It's been five days now since my grandmother died, and I haven't gone back to school. My parents have tried several times to buy me a ticket home, but I refuse. I need to be here right now, I need to be home where she was. I just need this time to be sad and to remember her.
Harry has stayed here by my side. He's been here with me, even though I'm not really there, I am physically, but not mentally. I haven't spoken much, eaten much, or really done anything other than sit in my room, wrapped in blankets and cried.
No one will understand. No one will understand how much I loved that woman, how much I needed her in my life. She was my role model, my best friend, the love of my life. She's gone now though, and I don't know if I'll ever be able to get through it.
Harry walks in, holding a cup of lemonade. "You should drink something," he says, setting it on the table.

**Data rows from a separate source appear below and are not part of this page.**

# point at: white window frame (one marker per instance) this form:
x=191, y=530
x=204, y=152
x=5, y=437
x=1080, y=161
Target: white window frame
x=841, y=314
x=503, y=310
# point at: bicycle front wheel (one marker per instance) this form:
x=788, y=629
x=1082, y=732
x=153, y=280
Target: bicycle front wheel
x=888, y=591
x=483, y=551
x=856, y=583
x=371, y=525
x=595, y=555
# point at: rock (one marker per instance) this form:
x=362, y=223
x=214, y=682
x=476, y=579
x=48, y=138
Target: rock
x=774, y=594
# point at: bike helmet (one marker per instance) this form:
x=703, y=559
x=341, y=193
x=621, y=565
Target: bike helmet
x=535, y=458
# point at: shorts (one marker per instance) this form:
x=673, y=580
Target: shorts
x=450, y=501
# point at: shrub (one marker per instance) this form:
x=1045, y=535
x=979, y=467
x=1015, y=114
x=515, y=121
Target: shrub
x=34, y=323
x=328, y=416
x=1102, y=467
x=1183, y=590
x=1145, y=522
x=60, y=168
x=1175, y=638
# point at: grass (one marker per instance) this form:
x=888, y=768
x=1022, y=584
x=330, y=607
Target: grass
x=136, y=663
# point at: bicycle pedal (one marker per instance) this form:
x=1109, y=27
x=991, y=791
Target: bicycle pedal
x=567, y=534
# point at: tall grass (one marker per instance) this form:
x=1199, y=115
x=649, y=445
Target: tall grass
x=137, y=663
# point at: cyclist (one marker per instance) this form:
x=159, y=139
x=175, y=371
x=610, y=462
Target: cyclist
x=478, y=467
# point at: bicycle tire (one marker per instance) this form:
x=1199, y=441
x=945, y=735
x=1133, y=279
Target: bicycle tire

I nod slightly, staring at the wall. I really should thank him. I should thank him for staying with me, missing classes for me, not caring to see his friends for me, and most importantly for loving me even in this state. The problem is, I can't get the words out without bursting into tears.

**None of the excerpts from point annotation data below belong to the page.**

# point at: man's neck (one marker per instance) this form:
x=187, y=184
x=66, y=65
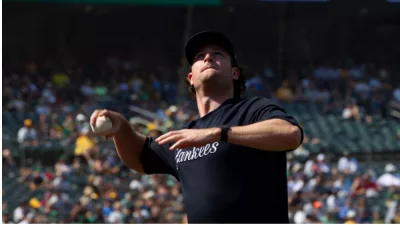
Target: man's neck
x=206, y=104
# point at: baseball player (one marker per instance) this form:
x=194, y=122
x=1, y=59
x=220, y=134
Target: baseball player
x=231, y=162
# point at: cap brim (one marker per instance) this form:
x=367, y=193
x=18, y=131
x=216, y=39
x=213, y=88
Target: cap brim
x=201, y=39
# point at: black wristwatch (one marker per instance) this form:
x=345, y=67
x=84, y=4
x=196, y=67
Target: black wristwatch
x=224, y=133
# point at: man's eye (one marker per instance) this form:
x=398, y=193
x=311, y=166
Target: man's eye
x=200, y=56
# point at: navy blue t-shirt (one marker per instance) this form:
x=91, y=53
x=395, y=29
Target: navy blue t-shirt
x=223, y=182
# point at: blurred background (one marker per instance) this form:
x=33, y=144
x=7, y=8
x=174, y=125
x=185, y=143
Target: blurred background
x=333, y=64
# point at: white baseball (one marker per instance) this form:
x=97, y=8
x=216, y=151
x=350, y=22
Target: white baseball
x=103, y=125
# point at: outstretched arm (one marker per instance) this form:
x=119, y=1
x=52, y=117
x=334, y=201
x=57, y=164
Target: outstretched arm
x=273, y=135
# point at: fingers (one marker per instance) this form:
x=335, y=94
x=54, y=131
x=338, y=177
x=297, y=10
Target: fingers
x=101, y=112
x=94, y=116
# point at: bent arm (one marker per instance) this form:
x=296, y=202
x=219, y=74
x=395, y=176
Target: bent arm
x=129, y=145
x=273, y=135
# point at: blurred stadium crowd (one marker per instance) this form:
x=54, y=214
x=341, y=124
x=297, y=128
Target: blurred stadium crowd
x=56, y=171
x=88, y=183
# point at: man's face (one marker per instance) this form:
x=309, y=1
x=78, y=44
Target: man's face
x=213, y=65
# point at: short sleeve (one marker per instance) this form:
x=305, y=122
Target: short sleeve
x=265, y=109
x=158, y=159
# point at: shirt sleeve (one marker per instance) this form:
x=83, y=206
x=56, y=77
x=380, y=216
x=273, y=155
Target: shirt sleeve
x=158, y=159
x=265, y=109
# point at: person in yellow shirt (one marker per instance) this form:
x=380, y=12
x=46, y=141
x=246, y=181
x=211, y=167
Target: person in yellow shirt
x=85, y=145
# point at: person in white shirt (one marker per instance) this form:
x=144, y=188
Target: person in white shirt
x=347, y=165
x=27, y=134
x=388, y=178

He sits down next to me on my bed. "Claire, please, please talk to me." He's looking at me, I can feel it. I need to say something to him. He deserves it, for me to speak to him. "I need her," is all I can say before the tears start rolling down my cheeks. My voice is low and raspy from not being used for so long.
He grabs my chin and turns my head to look at him. As soon as our eyes meet, his soften. "I know, baby, I know." He brings me into his arms, cradling me like a child. "I know you need her, and I'm sorry. I'm so sorry, Claire, that this happened." Hearing some one else say it out loud crushes my heart. I break into full on sobs, hiding my face in Harry's black shirt.

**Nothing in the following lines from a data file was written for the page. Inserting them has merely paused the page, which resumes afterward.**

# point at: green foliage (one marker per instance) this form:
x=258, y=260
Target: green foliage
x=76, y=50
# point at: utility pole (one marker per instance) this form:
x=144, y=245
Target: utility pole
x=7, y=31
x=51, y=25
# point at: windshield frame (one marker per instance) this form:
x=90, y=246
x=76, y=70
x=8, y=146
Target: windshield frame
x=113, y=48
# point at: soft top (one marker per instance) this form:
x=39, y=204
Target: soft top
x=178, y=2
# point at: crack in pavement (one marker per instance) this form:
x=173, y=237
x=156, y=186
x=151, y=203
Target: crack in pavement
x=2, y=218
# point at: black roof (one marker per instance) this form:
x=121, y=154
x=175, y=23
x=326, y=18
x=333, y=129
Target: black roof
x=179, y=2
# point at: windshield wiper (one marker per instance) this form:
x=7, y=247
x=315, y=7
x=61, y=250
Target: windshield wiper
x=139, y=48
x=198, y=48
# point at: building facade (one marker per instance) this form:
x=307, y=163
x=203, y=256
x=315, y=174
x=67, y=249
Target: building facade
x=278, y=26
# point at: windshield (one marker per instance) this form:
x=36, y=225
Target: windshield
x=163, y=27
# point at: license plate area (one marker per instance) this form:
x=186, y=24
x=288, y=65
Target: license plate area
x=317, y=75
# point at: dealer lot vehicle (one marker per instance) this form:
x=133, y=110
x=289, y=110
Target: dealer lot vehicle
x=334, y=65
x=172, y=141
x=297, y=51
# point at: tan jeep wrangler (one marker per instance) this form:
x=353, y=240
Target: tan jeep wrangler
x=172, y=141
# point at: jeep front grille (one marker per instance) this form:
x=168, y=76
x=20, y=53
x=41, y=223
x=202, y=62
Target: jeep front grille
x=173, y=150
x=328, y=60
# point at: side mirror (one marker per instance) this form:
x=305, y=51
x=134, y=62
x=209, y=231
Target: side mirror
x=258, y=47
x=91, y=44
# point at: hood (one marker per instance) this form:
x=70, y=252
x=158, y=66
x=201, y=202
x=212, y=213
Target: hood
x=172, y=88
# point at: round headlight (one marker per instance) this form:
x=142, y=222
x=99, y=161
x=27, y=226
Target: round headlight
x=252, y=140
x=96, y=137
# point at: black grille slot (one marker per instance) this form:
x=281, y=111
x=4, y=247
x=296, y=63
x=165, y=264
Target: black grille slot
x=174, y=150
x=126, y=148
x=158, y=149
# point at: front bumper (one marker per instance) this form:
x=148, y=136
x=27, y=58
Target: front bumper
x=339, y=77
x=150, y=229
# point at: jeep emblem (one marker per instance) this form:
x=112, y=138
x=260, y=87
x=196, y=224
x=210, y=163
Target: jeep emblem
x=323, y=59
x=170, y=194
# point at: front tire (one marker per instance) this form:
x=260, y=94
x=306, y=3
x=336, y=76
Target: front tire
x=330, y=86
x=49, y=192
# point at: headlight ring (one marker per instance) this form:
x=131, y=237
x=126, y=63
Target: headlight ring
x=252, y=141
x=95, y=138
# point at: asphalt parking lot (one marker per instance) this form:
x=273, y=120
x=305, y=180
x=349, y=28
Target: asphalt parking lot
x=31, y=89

"Shh, shh," he coos, running his palm down my blonde hair. He pulls me away from his embrace and stares into my eyes. He smiles slightly, wiping away my tears with his thumb. "I really need to get back to LA, Claire. Missing all these classes is not good for either of us. Your parents offered to buy me a plane ticket for tomorrow morning, and I accepted it. They bought you one, too."
Sadness, frustration and panic flood through me and I pull myself away from him, off the bed. "I don't want the damn ticket! I don't want to go back to school! I want to be here!" I scream, causing Harry's eyes to go wide. I'm breathing heavily as I begin to pace the room. "Claire-," he begins but my upset state gets the better of me. "Just go, Harry, you've done enough. Just go."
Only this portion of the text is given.